WEBMD: Financially Ailing Company’s Co-Founders Resign
WebMD Corp.'s co-founder and co-CEO Jeff Arnold and co-founder Jim Clark both resigned yesterday, turning control of the company over to Martin Wygod, who had shared the chief executive job with Arnold, the New York Times reports. Focusing on the company's bottom line, Wygod said that he hopes the financially ailing company will break even by the end of next year. WebMD has been losing more than $80 million every three months, and yesterday's resignations drove the company's stock to a 52-week low of $8.50 per share. Clark, who merged his company Healtheon with Arnold's WebMD in the hopes of forging online "connections among just about everybody in health care," said he had "confidence in the direction of the leadership of ... Wygod and his management team." He added, "At this time, I need to turn my attention to the three private companies in which I am very actively involved" (Freudenheim, New York Times, 10/13). Addressing his departure, Arnold said it was "the right decision for me and the company," adding, "The company needed one leader. It made sense for me to go" (Miller, Atlanta Journal-Constitution, 10/13). Wygod previously chaired Medical Manager Corp. and its Internet subsidiary, CareInsite, which were acquired by WebMD in a deal completed last month (Carrns, Wall Street Journal, 10/13). The merger gave WebMD access to roughly 185,000 physicians who were using Medical Manager's software (Ackerman, San Jose Mercury News, 10/13). WebMD also announced yesterday that the company, "pending board approval," will move from Atlanta, Ga., to Elmwood Park, N.J., where Wygod ran Medical Manager (Atlanta Journal-Constitution, 10/13).
Toward Profitability?
The resignations of Clark and Arnold follow WebMD's decision last month to lay off 1,100 employees, merge offices and data centers and reduce marketing in an effort to save $250 million by the end of next year ( California Healthline, 9/29). Wygod, a "health care industry veteran," has been given the "task of knitting a coherent, profitable business from WebMD's various applications and far-flung divisions." While the company "continues to sustain large losses," WebMD said yesterday that it had $800 million in cash as of the end of last month and will receive additional funds from the sale of Porex, its medical plastics subsidiary (Wall Street Journal, 10/13).

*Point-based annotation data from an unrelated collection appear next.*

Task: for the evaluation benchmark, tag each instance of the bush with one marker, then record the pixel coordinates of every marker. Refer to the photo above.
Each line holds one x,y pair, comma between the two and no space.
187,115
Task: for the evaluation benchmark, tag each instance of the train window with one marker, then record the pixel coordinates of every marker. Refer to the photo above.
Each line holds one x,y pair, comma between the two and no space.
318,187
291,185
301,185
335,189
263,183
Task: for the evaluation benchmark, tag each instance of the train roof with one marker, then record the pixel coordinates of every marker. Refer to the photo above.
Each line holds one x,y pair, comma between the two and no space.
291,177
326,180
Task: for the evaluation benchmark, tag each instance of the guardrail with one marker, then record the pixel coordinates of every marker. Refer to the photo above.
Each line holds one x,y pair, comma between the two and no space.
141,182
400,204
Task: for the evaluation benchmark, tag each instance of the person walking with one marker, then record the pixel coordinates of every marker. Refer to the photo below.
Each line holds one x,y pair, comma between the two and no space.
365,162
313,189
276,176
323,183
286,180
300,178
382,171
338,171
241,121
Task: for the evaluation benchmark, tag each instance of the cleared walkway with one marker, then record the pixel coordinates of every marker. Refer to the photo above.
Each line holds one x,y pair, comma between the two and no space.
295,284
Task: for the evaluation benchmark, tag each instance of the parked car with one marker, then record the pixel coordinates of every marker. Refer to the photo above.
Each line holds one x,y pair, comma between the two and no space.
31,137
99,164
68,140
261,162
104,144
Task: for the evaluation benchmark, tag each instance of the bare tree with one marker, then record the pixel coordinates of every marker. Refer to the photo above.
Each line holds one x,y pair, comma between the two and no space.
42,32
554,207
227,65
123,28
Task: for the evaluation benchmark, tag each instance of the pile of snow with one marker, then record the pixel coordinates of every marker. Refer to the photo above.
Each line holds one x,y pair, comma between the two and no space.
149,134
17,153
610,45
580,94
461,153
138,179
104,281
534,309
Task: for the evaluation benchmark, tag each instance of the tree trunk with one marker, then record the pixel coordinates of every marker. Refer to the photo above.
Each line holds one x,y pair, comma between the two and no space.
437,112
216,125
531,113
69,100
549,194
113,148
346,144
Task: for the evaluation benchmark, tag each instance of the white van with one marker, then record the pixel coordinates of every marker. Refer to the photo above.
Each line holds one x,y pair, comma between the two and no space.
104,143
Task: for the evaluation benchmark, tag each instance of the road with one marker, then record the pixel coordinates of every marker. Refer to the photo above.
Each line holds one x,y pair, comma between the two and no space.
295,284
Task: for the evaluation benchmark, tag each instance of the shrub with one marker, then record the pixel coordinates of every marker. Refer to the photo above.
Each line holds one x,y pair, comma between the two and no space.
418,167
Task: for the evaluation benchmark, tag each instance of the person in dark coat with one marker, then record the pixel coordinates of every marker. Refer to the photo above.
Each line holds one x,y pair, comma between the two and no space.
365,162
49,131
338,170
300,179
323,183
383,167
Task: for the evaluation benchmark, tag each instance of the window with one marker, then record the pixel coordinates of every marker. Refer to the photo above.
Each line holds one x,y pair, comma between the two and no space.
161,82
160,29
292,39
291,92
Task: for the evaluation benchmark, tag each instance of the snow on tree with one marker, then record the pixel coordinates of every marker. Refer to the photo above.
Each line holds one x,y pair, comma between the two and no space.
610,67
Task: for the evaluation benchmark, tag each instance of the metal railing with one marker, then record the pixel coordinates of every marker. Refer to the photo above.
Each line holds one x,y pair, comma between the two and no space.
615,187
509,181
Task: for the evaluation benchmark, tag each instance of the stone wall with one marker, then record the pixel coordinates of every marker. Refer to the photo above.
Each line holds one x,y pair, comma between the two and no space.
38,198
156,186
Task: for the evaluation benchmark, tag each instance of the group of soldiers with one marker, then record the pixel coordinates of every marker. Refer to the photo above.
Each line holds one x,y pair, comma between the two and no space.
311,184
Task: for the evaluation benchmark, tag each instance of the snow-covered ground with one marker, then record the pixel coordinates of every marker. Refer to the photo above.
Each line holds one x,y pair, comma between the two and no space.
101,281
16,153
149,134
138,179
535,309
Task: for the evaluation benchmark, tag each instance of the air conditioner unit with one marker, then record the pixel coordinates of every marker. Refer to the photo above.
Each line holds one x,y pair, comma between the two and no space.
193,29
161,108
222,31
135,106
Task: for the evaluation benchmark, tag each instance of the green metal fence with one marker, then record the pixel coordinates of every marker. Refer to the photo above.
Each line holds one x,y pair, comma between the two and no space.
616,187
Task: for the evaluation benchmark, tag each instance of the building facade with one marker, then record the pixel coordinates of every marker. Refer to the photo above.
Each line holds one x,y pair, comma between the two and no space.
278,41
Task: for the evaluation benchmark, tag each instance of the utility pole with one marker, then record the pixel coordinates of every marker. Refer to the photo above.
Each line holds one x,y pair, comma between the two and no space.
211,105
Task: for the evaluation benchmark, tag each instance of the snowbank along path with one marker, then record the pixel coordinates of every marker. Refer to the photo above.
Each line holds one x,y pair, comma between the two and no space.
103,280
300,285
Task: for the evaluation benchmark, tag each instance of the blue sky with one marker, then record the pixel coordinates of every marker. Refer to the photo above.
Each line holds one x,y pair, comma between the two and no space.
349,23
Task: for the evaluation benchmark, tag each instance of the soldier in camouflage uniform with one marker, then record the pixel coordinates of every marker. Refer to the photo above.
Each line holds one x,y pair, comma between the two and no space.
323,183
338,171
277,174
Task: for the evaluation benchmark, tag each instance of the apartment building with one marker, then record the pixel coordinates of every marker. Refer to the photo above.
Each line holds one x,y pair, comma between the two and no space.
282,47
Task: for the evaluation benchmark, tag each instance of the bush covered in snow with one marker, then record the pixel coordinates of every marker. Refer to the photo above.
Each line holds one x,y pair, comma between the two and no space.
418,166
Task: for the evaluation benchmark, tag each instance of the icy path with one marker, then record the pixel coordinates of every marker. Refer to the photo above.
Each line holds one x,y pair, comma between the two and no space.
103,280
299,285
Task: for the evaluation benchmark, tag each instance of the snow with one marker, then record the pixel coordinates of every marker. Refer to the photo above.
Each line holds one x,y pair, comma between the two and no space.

As a further cost-cutting measure, Wygod said that he plans to integrate WebMD's electronic system for sending and paying medical bills with its Medical Manager software, which assists physicians in organizing their offices, in an effort "to give doctors instant information about the insurance status of patients on a hand-held computer." The company also hopes to introduce a Web-based "conduit" to connect payers, providers and health plan members. Wygod added, "Over the next three months, we will renegotiate a dozen different strategic alliances that don't make sense in their current form. We will eliminate and write off any acquisitions that are losing a lot of money or don't work for us strategically" (New York Times, 10/13).